Zwar hat Draugen nur eine kleine Spielwelt, aber diese ist umso schöner gestaltet. Die Entwickler entwerfen eine Postkartenidylle, in der Sonnenstrahlen sanft über die Berge gleiten und der Fjord friedlich vor sich hinplätschert. Fast könnte man vergessen, dass hinter dieser Fassade eine Tragödie lauert. Die gelungene Atmosphäre wird von den guten englischen Sprechern unterstützt. Leider sind nur die Untertitel in Deutsch.

Je länger die Detektivsuche voranschreitet, desto deutlicher wird, dass es hier gar nicht so sehr um ein gruseliges Abenteuer, sondern um die Seelenwelt seiner Protagonisten geht. Realität und Wahnvorstellungen verwischen und machen aus der Geschichte das Psychogramm einer traumatisierten Seele. Statt des großen Epos konzentriert sich Draugen lieber auf einen Moment oder eine Person. Das mag auch die kurze Spielzeit erklären, denn nach knapp drei Stunden ist schon Schluss.

Draugen im Test (5 Bilder)

Die Postkartenidylle trügt.
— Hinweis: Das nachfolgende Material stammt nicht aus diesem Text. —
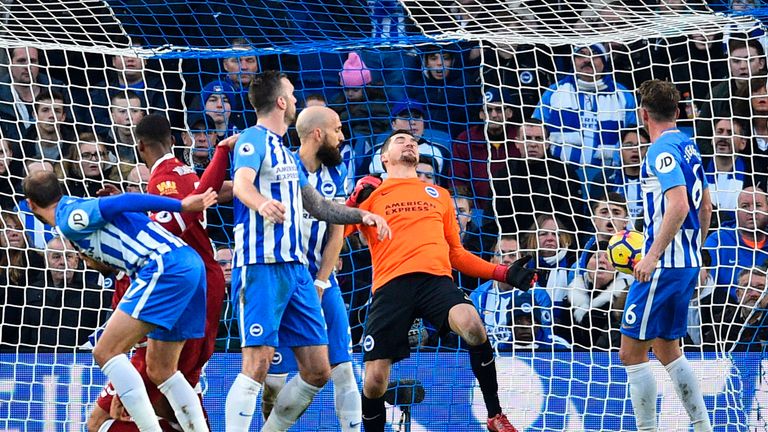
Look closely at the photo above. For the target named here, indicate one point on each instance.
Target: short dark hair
(385, 146)
(741, 40)
(47, 95)
(127, 95)
(154, 130)
(265, 88)
(42, 188)
(660, 99)
(641, 132)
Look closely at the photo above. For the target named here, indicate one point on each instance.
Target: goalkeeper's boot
(500, 423)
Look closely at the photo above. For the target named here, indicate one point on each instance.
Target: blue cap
(217, 87)
(410, 106)
(498, 95)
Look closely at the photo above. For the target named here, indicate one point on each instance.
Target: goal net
(526, 112)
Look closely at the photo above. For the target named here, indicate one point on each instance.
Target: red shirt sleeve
(215, 172)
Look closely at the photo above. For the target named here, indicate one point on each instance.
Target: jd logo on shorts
(368, 343)
(256, 330)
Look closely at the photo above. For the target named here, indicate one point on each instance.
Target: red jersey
(171, 178)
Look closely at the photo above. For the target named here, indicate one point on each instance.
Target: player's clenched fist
(273, 211)
(363, 189)
(199, 202)
(382, 228)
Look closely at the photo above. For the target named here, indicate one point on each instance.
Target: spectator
(626, 181)
(50, 138)
(18, 267)
(751, 104)
(594, 303)
(129, 73)
(10, 185)
(240, 71)
(126, 112)
(741, 245)
(66, 305)
(746, 60)
(137, 179)
(409, 116)
(582, 134)
(745, 322)
(443, 88)
(728, 172)
(696, 73)
(533, 182)
(553, 257)
(37, 232)
(87, 167)
(199, 142)
(514, 319)
(362, 106)
(215, 102)
(472, 149)
(20, 90)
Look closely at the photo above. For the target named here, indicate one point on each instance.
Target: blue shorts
(276, 304)
(169, 292)
(339, 336)
(659, 308)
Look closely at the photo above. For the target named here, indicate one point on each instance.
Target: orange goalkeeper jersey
(425, 233)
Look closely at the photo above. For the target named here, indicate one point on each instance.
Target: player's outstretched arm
(339, 214)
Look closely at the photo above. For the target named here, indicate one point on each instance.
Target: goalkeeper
(412, 278)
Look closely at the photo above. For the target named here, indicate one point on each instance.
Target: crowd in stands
(543, 159)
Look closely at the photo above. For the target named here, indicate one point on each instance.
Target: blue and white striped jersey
(257, 240)
(329, 181)
(674, 160)
(123, 239)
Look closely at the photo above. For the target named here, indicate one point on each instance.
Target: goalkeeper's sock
(240, 404)
(483, 363)
(689, 392)
(346, 396)
(185, 403)
(272, 386)
(291, 403)
(374, 414)
(130, 387)
(643, 392)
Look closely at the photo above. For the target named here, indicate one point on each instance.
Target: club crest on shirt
(167, 187)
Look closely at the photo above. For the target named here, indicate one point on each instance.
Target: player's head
(658, 101)
(270, 91)
(321, 127)
(751, 287)
(400, 148)
(43, 192)
(752, 209)
(154, 135)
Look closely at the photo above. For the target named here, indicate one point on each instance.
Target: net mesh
(521, 126)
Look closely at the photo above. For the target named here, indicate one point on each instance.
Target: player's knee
(375, 385)
(317, 376)
(159, 373)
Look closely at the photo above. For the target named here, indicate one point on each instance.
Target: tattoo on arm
(329, 211)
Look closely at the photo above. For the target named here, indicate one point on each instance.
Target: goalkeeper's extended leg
(464, 320)
(272, 386)
(346, 396)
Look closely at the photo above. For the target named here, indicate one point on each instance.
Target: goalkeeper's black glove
(516, 275)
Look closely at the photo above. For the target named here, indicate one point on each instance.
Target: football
(625, 249)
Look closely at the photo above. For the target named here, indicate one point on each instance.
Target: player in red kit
(171, 178)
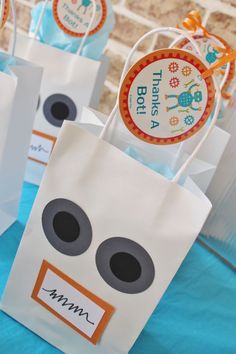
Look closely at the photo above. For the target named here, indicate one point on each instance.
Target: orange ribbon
(220, 62)
(193, 22)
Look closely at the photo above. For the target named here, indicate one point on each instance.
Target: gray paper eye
(58, 108)
(67, 227)
(125, 265)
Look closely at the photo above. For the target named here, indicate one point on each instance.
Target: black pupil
(60, 110)
(125, 267)
(66, 226)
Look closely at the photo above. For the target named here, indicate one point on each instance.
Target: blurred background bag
(70, 81)
(19, 87)
(220, 228)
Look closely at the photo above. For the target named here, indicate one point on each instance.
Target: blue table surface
(197, 314)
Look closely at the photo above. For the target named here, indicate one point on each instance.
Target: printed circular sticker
(74, 16)
(163, 99)
(4, 12)
(211, 55)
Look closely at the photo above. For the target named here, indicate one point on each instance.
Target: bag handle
(13, 12)
(110, 119)
(86, 33)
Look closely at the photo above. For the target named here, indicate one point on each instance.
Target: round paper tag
(163, 99)
(4, 12)
(211, 55)
(74, 16)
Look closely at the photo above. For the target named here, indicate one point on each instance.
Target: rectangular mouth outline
(109, 310)
(47, 137)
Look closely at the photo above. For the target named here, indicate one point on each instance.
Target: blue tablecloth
(197, 314)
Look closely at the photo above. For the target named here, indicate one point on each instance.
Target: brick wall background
(133, 19)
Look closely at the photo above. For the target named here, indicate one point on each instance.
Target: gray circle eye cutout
(67, 227)
(125, 265)
(58, 108)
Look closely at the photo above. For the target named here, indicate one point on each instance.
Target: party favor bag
(105, 237)
(70, 82)
(19, 85)
(220, 228)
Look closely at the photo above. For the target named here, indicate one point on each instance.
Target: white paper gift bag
(70, 82)
(104, 240)
(135, 230)
(19, 85)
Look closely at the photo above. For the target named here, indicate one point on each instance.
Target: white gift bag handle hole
(185, 166)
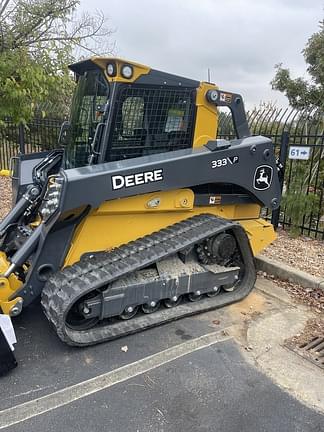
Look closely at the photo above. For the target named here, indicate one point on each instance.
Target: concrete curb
(284, 272)
(5, 173)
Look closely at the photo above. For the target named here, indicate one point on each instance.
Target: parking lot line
(36, 407)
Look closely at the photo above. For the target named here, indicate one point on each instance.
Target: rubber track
(97, 271)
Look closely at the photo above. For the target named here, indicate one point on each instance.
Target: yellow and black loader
(141, 216)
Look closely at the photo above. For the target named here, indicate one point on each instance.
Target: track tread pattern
(97, 271)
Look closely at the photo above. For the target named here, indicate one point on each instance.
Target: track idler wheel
(196, 296)
(172, 302)
(215, 292)
(129, 312)
(150, 307)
Hinter dem schönen Schein verbirgt sich ein düsteres Geheimnis.
(Bild:
Red Thread Games
)

An Draugen scheiden sich die Geister. Zu bemängeln ist vor allem der mangelnde spielerische Anspruch, außerdem werden nicht alle erzählerischen Fragen beantwortet. Letztendlich waren die drei Stunden vielleicht doch etwas zu wenig, um komplexe Themen wie verdrängte Familientragödien, verfluchte Dörfer oder Psychosen abzuhaken. Trotz aller Kritikpunkte ist Draugen aber ein wunderschön anzusehender Spaziergang, für den die Spieler trotz der kurzen Spielzeit Ruhe und Geduld besitzen sollten. Wer hier einfach durch die Handlung hetzt, verpasst den Auftakt für eine neue Abenteuerreihe, die in Zukunft ihre komplexen Themen hoffentlich vertiefen wird.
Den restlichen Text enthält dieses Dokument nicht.